My grandson asked me last week why I let him do things his mom won't let him do at home. I leaned down and whispered, "Because at Grandma's house, the rules are different. And also, I'm not the one who has to deal with you when you crash from all that sugar."
He thought about this for a moment, then asked if he could have another cookie.
I gave him two.
## The Secret Nobody Tells You
Here's what they don't mention in any of the grandparenting books: it's not just more fun than parenting -- it's actually better than parenting. Because this time around, you know what matters and what doesn't. You know that sticky fingers wash off, that messes clean up, that childhood is so breathtakingly short that you might as well let them eat ice cream for breakfast sometimes.
When you're a parent, you're so busy worrying about the destination that you forget to enjoy the trip. When you're a grandparent, you finally understand that the trip IS the destination. The giggles, the fort-building, the zoo trips that end in meltdowns -- that's all there is. That's the whole deal.

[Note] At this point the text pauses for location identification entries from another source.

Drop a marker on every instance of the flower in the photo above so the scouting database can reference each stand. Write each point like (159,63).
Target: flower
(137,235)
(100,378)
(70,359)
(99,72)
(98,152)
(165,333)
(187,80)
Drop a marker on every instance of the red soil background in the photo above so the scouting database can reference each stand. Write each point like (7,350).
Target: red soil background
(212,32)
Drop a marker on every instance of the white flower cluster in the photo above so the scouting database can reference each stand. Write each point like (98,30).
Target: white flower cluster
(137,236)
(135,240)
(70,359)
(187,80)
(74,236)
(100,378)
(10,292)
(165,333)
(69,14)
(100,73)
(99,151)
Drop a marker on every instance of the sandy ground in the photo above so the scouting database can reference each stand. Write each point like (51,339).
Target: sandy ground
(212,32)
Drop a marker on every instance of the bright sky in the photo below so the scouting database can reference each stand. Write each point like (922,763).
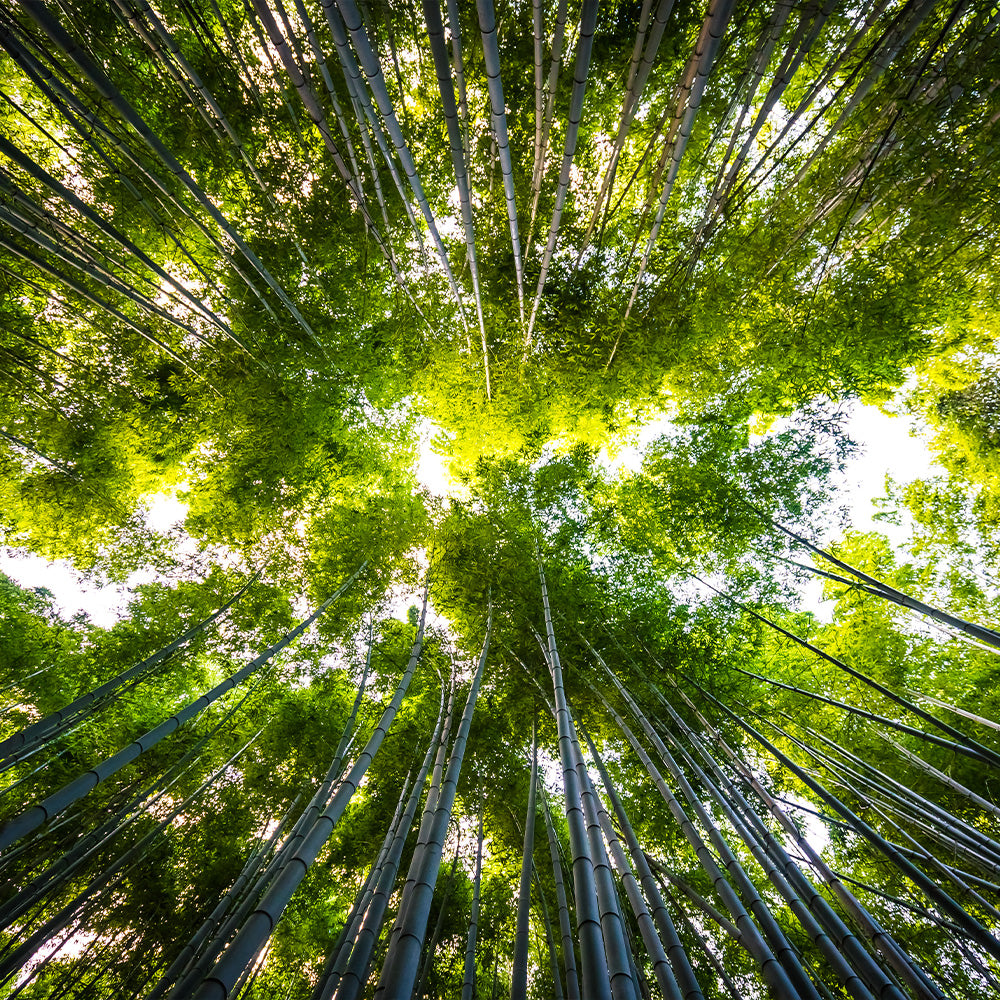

And when it gets to be too much? When you're tired and ready for some peace and quiet?
You give them back.
It's the perfect arrangement. I get all the joy and wonder and sticky hugs, and my daughter gets all the responsibility and sleep deprivation and grocery shopping with a tiny tornado.
She says it's not fair.
I tell her to wait thirty years. Then she'll understand.
And also? She might want to start practicing her "What? It's dairy" face now. She's going to need it.